Just vor den Wahlen bildeten sich in vielen Teilen des Landes Schlangen von Menschen, die stundenlang auf Geld und Kraftstoff warteten, da Bargeld und Benzin akut knapp sind. Seit rund einem Jahr gibt es regelmäßig nicht ausreichend Benzin. Hinzu kommt, dass seit einigen Wochen nicht mehr genug Bargeld im Umlauf ist.

Nigerias Zentralbank hatte im Herbst angekündigt, die Scheine in den höchsten Werten von 1000 (circa 2 Euro), 500 und 200 Naira zu ersetzen. Erklärtes Ziel der Reform war es, Fälschungen und Geldwäsche bis hin zur Finanzierung von Terrorismus rund um die Sekte Boko Haram im Norden zu erschweren und der Zentralbank mehr Kontrolle über das im Umlauf befindliche Geld zu geben – mitunter auch, um dem in Nigeria weit verbreiteten Kauf von Wählerstimmen einen Riegel vorzuschieben. Dass US-Dollar bei den Wählern beliebter sind, wurde geflissentlich ignoriert.

Die Banken kommen seit Wochen der Nachfrage nach neuen Scheinen nicht hinterher. Viele Händler nahmen schon vor Ablauf der auf den 10. Februar verlängerten Umtauschfrist keine alten Scheine mehr an, weil sie befürchteten, auf dem Geld sitzen zu bleiben. Und wer altes Bargeld auf sein Konto gutschreiben ließ, schaut nun oft doppelt ins Leere: In der eigenen Geldbörse und in den Geldautomaten fehlt es an Scheinen.

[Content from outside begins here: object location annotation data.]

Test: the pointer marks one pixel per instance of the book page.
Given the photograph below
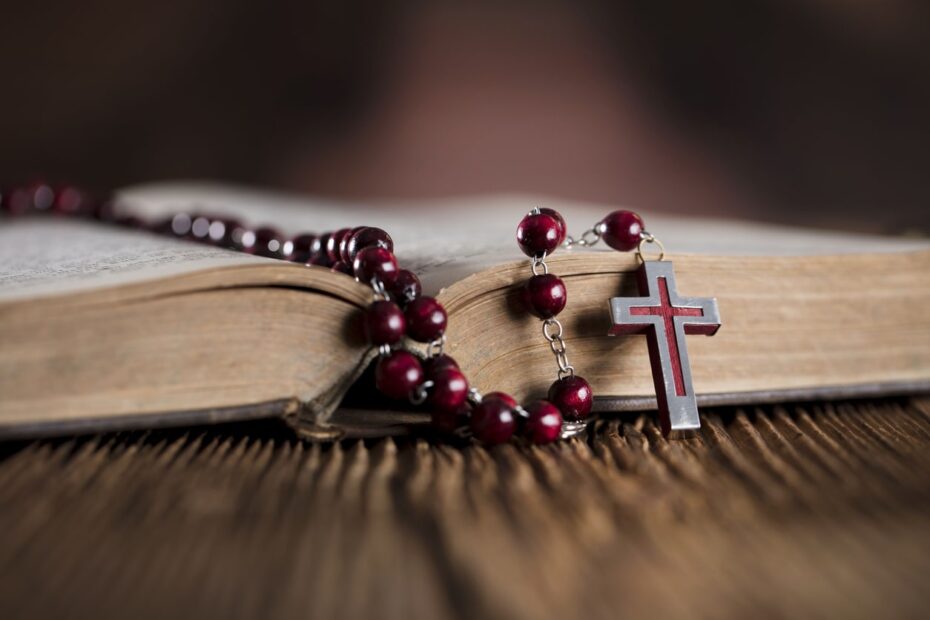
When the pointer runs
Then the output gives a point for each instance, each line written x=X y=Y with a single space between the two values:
x=46 y=256
x=443 y=241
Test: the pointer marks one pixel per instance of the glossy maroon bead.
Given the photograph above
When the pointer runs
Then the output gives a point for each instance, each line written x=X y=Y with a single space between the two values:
x=397 y=374
x=621 y=230
x=432 y=365
x=305 y=247
x=375 y=262
x=450 y=421
x=200 y=227
x=268 y=242
x=538 y=234
x=224 y=231
x=342 y=267
x=563 y=227
x=573 y=397
x=426 y=319
x=544 y=425
x=71 y=201
x=384 y=323
x=406 y=287
x=335 y=242
x=366 y=237
x=544 y=295
x=34 y=198
x=344 y=245
x=493 y=421
x=322 y=258
x=449 y=391
x=507 y=398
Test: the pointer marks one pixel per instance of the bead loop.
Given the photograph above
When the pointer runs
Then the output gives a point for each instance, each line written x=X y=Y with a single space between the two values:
x=648 y=238
x=380 y=291
x=570 y=428
x=549 y=323
x=539 y=261
x=587 y=239
x=419 y=394
x=435 y=347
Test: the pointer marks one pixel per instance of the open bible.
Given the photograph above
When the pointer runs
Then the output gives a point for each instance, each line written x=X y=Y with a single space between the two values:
x=105 y=328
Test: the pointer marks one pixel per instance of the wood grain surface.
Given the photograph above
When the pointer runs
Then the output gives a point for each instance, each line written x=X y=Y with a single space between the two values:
x=779 y=512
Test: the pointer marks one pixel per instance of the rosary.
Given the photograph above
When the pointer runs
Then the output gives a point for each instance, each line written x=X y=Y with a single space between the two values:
x=399 y=311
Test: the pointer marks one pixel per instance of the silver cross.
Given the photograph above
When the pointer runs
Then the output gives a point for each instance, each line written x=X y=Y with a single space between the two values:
x=665 y=317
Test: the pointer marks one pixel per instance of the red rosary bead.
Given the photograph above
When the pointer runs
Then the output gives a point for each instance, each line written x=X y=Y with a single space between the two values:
x=544 y=424
x=538 y=234
x=366 y=237
x=268 y=242
x=449 y=391
x=406 y=287
x=375 y=262
x=71 y=201
x=342 y=267
x=306 y=246
x=321 y=258
x=397 y=374
x=493 y=421
x=426 y=319
x=336 y=243
x=573 y=396
x=621 y=230
x=545 y=295
x=384 y=323
x=563 y=227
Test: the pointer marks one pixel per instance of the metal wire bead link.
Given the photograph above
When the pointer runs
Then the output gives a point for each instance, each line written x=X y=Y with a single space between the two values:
x=420 y=393
x=378 y=287
x=587 y=239
x=435 y=347
x=474 y=396
x=539 y=261
x=572 y=428
x=558 y=347
x=648 y=238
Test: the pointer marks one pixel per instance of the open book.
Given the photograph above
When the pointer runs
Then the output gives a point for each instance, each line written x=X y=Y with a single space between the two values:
x=109 y=328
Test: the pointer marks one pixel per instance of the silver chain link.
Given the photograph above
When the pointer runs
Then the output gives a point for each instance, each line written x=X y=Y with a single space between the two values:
x=380 y=292
x=435 y=347
x=587 y=239
x=558 y=347
x=420 y=393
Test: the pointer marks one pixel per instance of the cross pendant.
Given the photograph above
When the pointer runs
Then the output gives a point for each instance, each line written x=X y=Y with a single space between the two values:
x=665 y=317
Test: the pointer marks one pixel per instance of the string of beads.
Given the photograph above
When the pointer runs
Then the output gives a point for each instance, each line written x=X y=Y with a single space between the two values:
x=399 y=312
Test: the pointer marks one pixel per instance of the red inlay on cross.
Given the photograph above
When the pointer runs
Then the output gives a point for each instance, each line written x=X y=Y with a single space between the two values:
x=667 y=311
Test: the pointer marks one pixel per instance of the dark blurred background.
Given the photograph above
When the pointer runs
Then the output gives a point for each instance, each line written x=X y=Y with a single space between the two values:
x=813 y=111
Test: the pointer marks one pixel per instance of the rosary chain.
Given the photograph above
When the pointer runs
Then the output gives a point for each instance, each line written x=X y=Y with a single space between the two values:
x=556 y=341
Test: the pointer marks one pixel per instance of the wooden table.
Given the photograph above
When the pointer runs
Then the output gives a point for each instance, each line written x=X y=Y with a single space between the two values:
x=782 y=512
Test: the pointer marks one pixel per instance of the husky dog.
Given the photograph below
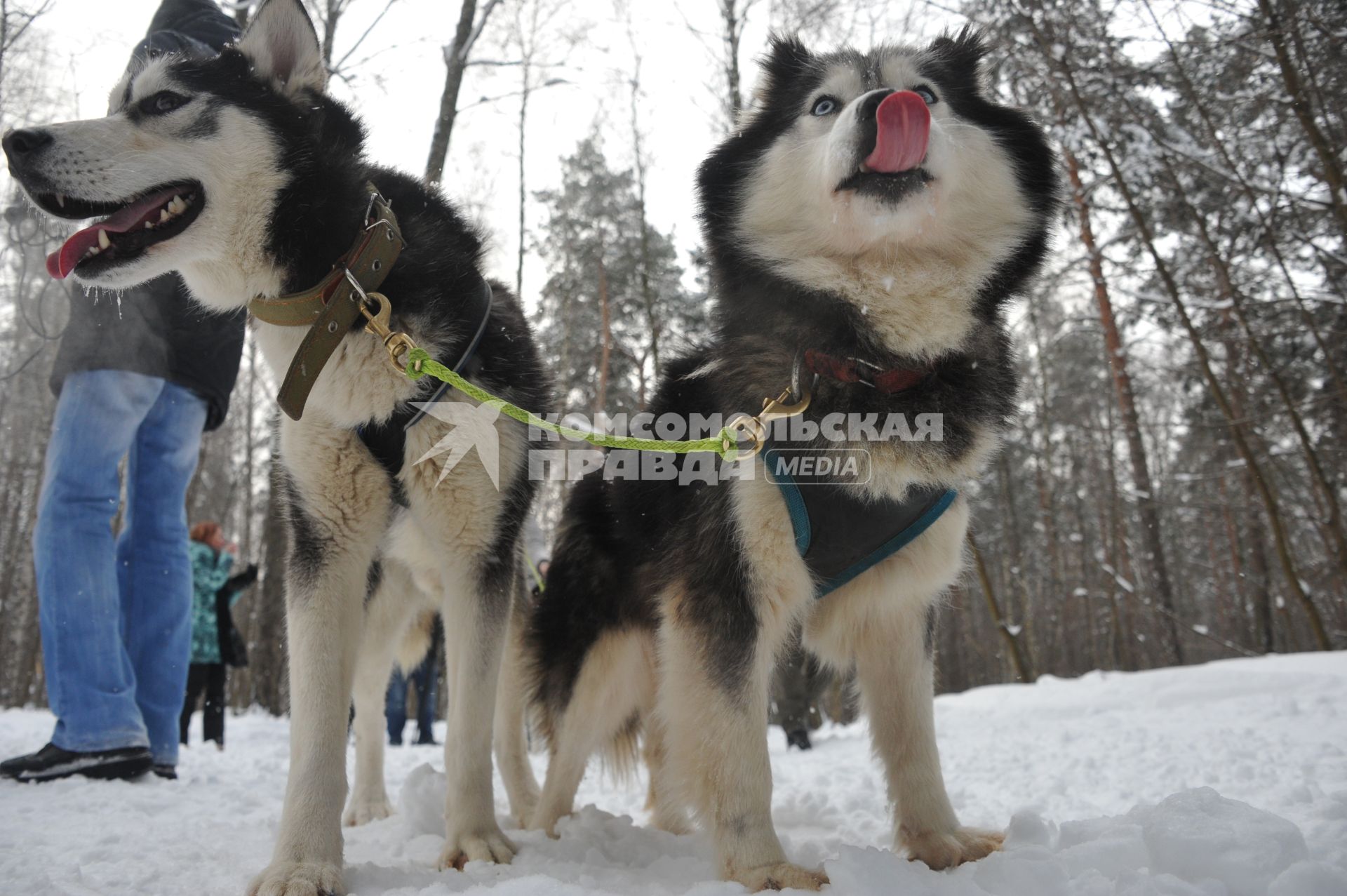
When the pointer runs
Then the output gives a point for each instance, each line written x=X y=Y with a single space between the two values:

Die Zentralbank beharrt darauf, ausreichend Banknoten gedruckt zu haben. Schuld an der Knappheit seien Gier und Korruption – etwa bei Bankmitarbeitern, die das Geld horteten, um aus der Verknappung Profit zu schlagen. Tatsächlich lassen sich auf dem Schwarzmarkt illegale Geldhändler die neuen Scheine abkaufen – für einen deutlichen Aufschlag. Zentralbankchef Godwin Emefiele sprach sich gegen die einstweilige Verfügung des Obersten Gerichts aus, das Auslaufen der alten Banknoten bis zu einem Urteil auszusetzen, und befeuerte damit die Bargeldkrise weiter. Erst am 3. März will das Oberste Gericht befinden, wie es mit der Gültigkeit der alten Naira-Scheine weitergeht. Deshalb bleibt es bei der Unklarheit, welche Scheine als Bargeldmittel aktuell (noch) akzeptiert sind und welche nicht.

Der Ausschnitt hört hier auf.